At a recent event at Yale, I happened to talk with two instructional leaders from the district of New Haven. They go from school to school providing support and guidance. I asked about their biggest challenge, and it was a textbook case of government morass: Every program has reports that must be done, and people spend so much time accounting for the program in reports that they don’t operate the programs as well. It’s costly and ineffective.

What if you could work with schools to combine program funds and do one report, not dozens,” I asked. “Well, that would be heaven,” I heard back.

Part of why districts do what they do is the result of a long-standing culture.

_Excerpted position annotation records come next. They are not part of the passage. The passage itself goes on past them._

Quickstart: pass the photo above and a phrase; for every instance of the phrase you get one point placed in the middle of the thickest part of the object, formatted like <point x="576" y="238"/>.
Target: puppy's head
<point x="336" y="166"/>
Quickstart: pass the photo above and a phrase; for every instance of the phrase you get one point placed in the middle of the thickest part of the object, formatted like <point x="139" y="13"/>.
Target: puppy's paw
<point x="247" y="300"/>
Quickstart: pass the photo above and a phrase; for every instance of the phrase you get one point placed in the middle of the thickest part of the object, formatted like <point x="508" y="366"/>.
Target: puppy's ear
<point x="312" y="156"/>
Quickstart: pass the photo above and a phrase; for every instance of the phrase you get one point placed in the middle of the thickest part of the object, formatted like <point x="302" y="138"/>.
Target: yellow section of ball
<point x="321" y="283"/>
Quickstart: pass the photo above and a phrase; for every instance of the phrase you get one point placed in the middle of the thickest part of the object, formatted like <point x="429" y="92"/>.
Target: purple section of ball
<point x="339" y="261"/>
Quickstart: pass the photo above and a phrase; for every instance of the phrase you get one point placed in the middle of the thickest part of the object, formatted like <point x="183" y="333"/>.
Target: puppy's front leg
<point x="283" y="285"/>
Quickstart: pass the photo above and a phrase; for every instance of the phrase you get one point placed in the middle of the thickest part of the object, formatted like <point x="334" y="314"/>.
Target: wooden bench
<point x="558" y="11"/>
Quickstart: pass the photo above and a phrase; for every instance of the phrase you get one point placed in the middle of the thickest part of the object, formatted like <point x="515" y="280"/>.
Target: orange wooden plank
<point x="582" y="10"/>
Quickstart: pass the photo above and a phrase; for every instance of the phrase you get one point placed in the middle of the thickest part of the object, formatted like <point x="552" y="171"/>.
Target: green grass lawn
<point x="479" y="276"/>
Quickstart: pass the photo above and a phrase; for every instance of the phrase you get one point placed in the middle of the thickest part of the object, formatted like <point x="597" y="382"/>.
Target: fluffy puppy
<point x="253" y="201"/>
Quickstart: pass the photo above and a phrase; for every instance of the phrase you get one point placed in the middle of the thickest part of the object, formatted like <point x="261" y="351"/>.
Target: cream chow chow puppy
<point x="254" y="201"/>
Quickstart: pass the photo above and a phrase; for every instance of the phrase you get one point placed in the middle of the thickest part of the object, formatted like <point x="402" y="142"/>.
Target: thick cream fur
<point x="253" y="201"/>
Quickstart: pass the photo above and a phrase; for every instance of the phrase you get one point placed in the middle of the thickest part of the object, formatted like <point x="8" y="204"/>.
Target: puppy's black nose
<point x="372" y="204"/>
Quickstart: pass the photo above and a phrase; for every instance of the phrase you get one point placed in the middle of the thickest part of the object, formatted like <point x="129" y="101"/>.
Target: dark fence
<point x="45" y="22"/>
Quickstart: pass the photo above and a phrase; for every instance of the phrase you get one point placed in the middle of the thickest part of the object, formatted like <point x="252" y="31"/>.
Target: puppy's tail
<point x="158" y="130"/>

But part of it is also directives and guidance from Washington and the states, reinforcing that status quo and valuing compliance over innovation.

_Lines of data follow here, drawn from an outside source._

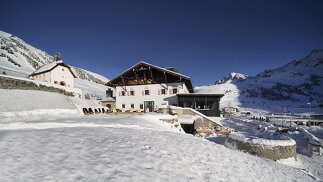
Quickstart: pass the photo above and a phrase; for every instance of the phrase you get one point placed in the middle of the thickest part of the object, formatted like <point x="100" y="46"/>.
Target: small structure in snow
<point x="230" y="110"/>
<point x="56" y="72"/>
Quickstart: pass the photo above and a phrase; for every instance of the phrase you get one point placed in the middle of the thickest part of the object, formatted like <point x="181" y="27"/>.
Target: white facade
<point x="161" y="94"/>
<point x="60" y="75"/>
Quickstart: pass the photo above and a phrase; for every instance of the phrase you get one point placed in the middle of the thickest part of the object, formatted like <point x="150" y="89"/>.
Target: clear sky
<point x="204" y="39"/>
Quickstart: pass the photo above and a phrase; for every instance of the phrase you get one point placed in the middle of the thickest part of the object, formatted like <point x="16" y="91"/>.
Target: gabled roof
<point x="182" y="77"/>
<point x="49" y="67"/>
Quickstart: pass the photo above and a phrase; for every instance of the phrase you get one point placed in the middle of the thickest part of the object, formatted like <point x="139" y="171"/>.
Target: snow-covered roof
<point x="186" y="119"/>
<point x="50" y="66"/>
<point x="185" y="78"/>
<point x="109" y="99"/>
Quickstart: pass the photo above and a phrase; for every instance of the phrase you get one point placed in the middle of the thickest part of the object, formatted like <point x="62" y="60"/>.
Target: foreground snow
<point x="260" y="131"/>
<point x="124" y="148"/>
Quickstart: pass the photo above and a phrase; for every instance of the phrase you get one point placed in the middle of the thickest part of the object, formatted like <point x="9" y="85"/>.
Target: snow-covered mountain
<point x="293" y="85"/>
<point x="232" y="76"/>
<point x="18" y="58"/>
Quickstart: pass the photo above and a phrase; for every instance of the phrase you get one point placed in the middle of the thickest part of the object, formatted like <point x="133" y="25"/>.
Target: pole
<point x="309" y="115"/>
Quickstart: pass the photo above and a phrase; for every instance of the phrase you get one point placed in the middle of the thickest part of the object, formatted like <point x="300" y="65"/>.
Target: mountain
<point x="292" y="85"/>
<point x="232" y="76"/>
<point x="20" y="59"/>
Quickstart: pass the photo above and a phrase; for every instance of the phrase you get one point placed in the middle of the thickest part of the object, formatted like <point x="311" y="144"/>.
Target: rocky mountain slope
<point x="292" y="85"/>
<point x="20" y="59"/>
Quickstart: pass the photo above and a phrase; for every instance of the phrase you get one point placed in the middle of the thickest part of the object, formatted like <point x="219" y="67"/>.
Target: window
<point x="147" y="92"/>
<point x="174" y="90"/>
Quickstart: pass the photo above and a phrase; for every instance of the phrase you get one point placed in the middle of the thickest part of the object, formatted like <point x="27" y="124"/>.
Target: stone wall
<point x="275" y="152"/>
<point x="11" y="83"/>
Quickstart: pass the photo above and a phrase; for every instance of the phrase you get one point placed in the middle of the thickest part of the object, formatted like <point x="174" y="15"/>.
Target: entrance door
<point x="149" y="105"/>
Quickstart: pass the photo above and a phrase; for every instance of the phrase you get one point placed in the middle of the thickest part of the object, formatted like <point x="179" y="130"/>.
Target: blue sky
<point x="204" y="39"/>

When school leaders have flexibility from such arcane ideas using the amount of time and days a student is in a seat as a proxy for funding and measurement, they can help transform the learning process. Just look how personalized learning efforts are going on in communities across the country. Dozens of breakthrough school models in every education sector are flipping classrooms, applying project-based learning to the old classroom, creating digital learning drive classrooms and the like.

The folks in Washington get this today. Many are digital natives, having been born in an age of technology-driven innovations. Even if they aren’t tech geeks, they recognize that technology and its advantages are all around them, and they’re aware of the innovations happening in education across the country.